Grid-search-based hyperparameter selection can be performed by executing Lucas_Kanade_Pyramidal_Optical_Flow_Optimization_Main.m in MATLAB from the repository root.
The hyperparameter grid can be configured in load_3DOF_hyperparameters.m.
Grid-search performance is recorded in DVF optim log file.txt and DVF hyperpar influence [date and time].txt inside the Log files folder.
Running the MATLAB code requires MATLAB's Image Processing Toolbox, as it calls functions such as imgaussfilt3 and dicomread.
The optional GIF-generation utility create_gif.py requires Python with Pillow, imported as PIL.

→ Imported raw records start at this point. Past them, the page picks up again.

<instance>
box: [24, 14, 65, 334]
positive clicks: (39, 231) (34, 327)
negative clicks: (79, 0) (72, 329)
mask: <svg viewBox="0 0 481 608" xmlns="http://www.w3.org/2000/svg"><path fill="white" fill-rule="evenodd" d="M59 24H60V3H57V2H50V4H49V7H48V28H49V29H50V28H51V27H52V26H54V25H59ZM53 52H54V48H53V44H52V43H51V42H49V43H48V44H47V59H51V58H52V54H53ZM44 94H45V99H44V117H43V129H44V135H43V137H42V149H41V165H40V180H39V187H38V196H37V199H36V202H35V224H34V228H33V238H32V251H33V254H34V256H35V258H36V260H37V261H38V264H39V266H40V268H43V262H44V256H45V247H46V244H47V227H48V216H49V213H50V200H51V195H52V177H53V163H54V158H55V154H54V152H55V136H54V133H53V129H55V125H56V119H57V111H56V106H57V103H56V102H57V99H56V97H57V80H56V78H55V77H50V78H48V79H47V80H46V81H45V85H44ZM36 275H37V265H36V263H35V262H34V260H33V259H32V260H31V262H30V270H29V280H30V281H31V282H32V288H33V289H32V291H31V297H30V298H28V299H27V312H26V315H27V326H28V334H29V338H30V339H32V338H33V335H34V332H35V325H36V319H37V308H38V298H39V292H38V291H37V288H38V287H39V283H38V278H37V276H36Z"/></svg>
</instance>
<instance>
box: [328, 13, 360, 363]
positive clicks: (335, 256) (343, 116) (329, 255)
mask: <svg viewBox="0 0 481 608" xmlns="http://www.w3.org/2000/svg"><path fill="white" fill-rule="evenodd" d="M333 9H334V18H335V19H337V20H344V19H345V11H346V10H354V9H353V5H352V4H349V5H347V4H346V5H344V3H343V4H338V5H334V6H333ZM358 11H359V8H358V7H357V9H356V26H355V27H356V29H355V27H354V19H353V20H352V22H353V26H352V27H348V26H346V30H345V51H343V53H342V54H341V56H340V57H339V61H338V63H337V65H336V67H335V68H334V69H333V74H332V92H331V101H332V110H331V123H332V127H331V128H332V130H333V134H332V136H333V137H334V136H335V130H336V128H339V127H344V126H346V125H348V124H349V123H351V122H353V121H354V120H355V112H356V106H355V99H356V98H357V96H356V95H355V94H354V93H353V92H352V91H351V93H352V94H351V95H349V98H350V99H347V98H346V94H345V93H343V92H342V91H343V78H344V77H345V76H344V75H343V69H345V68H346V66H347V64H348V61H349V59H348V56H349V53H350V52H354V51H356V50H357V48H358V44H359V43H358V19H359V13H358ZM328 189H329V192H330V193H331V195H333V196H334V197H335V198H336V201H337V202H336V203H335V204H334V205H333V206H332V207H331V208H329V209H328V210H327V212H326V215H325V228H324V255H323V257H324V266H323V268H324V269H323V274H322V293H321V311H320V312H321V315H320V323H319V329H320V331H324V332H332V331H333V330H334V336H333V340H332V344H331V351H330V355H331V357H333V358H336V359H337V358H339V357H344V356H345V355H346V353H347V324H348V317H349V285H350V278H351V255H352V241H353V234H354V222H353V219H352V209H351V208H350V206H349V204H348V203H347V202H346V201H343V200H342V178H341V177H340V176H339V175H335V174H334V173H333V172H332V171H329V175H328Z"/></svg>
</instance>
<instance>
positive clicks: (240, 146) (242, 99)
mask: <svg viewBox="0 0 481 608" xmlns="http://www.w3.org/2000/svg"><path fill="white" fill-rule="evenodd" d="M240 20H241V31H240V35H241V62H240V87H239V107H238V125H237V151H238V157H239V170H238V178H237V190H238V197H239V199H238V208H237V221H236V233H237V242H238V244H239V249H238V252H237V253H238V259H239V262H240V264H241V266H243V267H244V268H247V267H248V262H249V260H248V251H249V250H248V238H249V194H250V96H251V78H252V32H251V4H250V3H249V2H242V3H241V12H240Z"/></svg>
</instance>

This repository supports the findings in the following article:
Michel Pohl, Mitsuru Uesaka, Kazuyuki Demachi, Ritu Bhusal Chhatkuli, "Prediction of the motion of chest internal points using a recurrent neural network trained with real-time recurrent learning for latency compensation in lung cancer radiotherapy", Computerized Medical Imaging and Graphics, Volume 91, 2021, 101941, ISSN 0895-6111 [published version] [arXiv]
Two other repositories contain code components supporting the article above:
- Multivariate time-series forecasting with an RNN trained with RTRL: https://github.com/pohl-michel/time-series-forecasting-rtrl
- 3D image warping with Nadaraya–Watson kernel regression: https://github.com/pohl-michel/Nadaraya-Watson-3D-image-warping
Our implementation of the Lucas–Kanade optical-flow algorithm is based on the pyramidal, iterative framework described in the following article:
Jean-Yves Bouguet, "Pyramidal implementation of the affine Lucas Kanade feature tracker description of the algorithm", Intel corporation 5.1-10 (2001): 4 [article]
Please cite the relevant article(s) if you use this code in your research.
This repository is released under the BSD-3-Clause license.